Alors que les "gilets jaunes" ont déjà commencé à bloquer des routes et des ronds-points, vous nous dites ce matin que le pouvoir d’achat des Français va augmenter cette année. En fait, vous aimez la provocation !

Oui, à vrai dire ce que j’aime avant tout, c’est la réalité des chiffres. Et je vais essayer de vous expliquer ce que disent les chiffres et les statistiques de l’Insee, et comment on doit les interpréter. Ce que disent les statistiques, c’est que le pouvoir d’achat des Français aura augmenté de 1,3% cette année. Comme ça a été le cas chaque année depuis 2014, il est vrai à un rythme inférieur à ce qui se passait il y a 10 ou 20 ans.

Bon, mais c’est une moyenne, et tous les Français n’en ont pas bénéficié de la même manière, je suppose ?

C’est vrai, et c’est la première correction qu’il faut apporter à nos fameuses statistiques. Il suffit d’écouter les "gilets jaunes" pour s’en rendre compte, les hausses de prix et les hausses de taxes (qui amputent le pouvoir d’achat) se sont concentrées sur des produits de consommation courante, sur des dépenses quotidiennes : l’alimentation, les carburants, le tabac. Tous les jours, les Français peuvent donc constater que les prix augmentent. L’inflation a d’ailleurs doublé en un an, et le panier de la ménagère s’en ressent évidemment.

Deuxième correctif, les mesures prises par le gouvernement ne touchent pas tout le monde de la même manière. La baisse de l’ISF n’a bien sûr amélioré le pouvoir d’achat que de ceux qui payaient auparavant cet impôt sur la fortune.
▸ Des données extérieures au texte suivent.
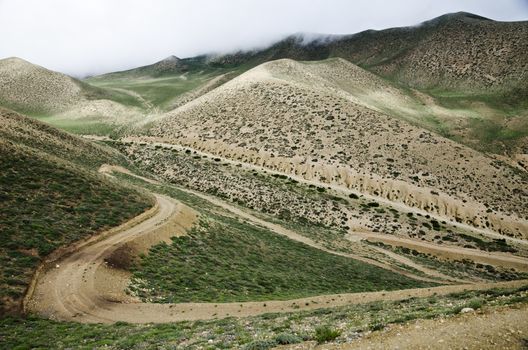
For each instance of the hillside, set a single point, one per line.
(300, 119)
(168, 83)
(63, 101)
(51, 197)
(455, 51)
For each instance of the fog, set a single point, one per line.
(87, 37)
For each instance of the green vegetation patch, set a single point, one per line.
(46, 203)
(259, 332)
(224, 260)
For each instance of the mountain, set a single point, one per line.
(454, 51)
(323, 121)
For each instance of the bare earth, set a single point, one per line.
(84, 288)
(504, 328)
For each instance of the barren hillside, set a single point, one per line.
(296, 118)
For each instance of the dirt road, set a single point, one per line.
(81, 287)
(448, 252)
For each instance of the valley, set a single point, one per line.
(311, 192)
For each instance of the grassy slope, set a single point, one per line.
(161, 89)
(262, 332)
(227, 260)
(51, 196)
(224, 259)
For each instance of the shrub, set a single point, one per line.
(284, 339)
(376, 326)
(475, 303)
(260, 345)
(325, 334)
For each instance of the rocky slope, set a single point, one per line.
(300, 119)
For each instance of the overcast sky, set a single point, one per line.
(81, 37)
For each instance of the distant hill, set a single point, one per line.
(324, 120)
(455, 51)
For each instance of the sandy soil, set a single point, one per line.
(504, 328)
(83, 287)
(447, 252)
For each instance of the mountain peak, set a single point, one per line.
(171, 58)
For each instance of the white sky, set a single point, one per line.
(81, 37)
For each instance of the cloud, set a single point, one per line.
(95, 36)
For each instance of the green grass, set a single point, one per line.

La baisse de la taxe d’habitation, la baisse des cotisations sociales ne profitent qu’à ceux qui sont ciblés par ces réformes (les retraités qui ont été parfois laissés de côté le savent bien). C’est le principe même d’une moyenne, elle cache toujours des disparités.

Ce qui veut dire qu’il peut y avoir eu des baisses de pouvoir d’achat pour certains ?

Pas impossible, même si sur l’ensemble de l’année, ça devrait être assez limité. Et je voudrais insister sur ces mots : "sur l’ensemble de l’année", car ils sont peut-être un élément clef dans ce dossier. Vous vous souvenez que le gouvernement, dans la mise en œuvre de ses réformes, a choisi d’augmenter la CSG en tout début d’année, et de ne baisser en totalité certaines charges salariales et la taxe d’habitation qu’à la fin de l’année. J’augmente les taxes au début, je les réduis à la fin, ça a créé un décalage sur le pouvoir d’achat de tous les Français.

Ça a été réfléchi, ça a été voulu : ça permettait à Bercy de faire rentrer plus d’argent plus tôt (5 milliards d’euros, ce n’est pas rien). Mais c’était un pari politique assez insensé : imaginer que les Français patienteraient pendant des mois et des mois en intégrant que la hausse de la CSG serait plus tard compensée. Autre pari insensé : croire que, parce qu’elles sont motivées par la préservation de la planète, les hausse de taxes sont acceptées dans la joie et la bonne humeur.

Et c’est en effet l’inverse qui s’est passé : mauvaise humeur, et impression généralisée que le pouvoir d’achat est en baisse.

Voilà, c’est le mot juste : "impression généralisée". Ou, pour reprendre une expression bien connue de Laurent Cabrol et des météorologues : le ressenti sur le pouvoir d’achat est négatif. En ce qui concerne le pouvoir d’achat, aucun doute, ce weekend, le vent sera froid.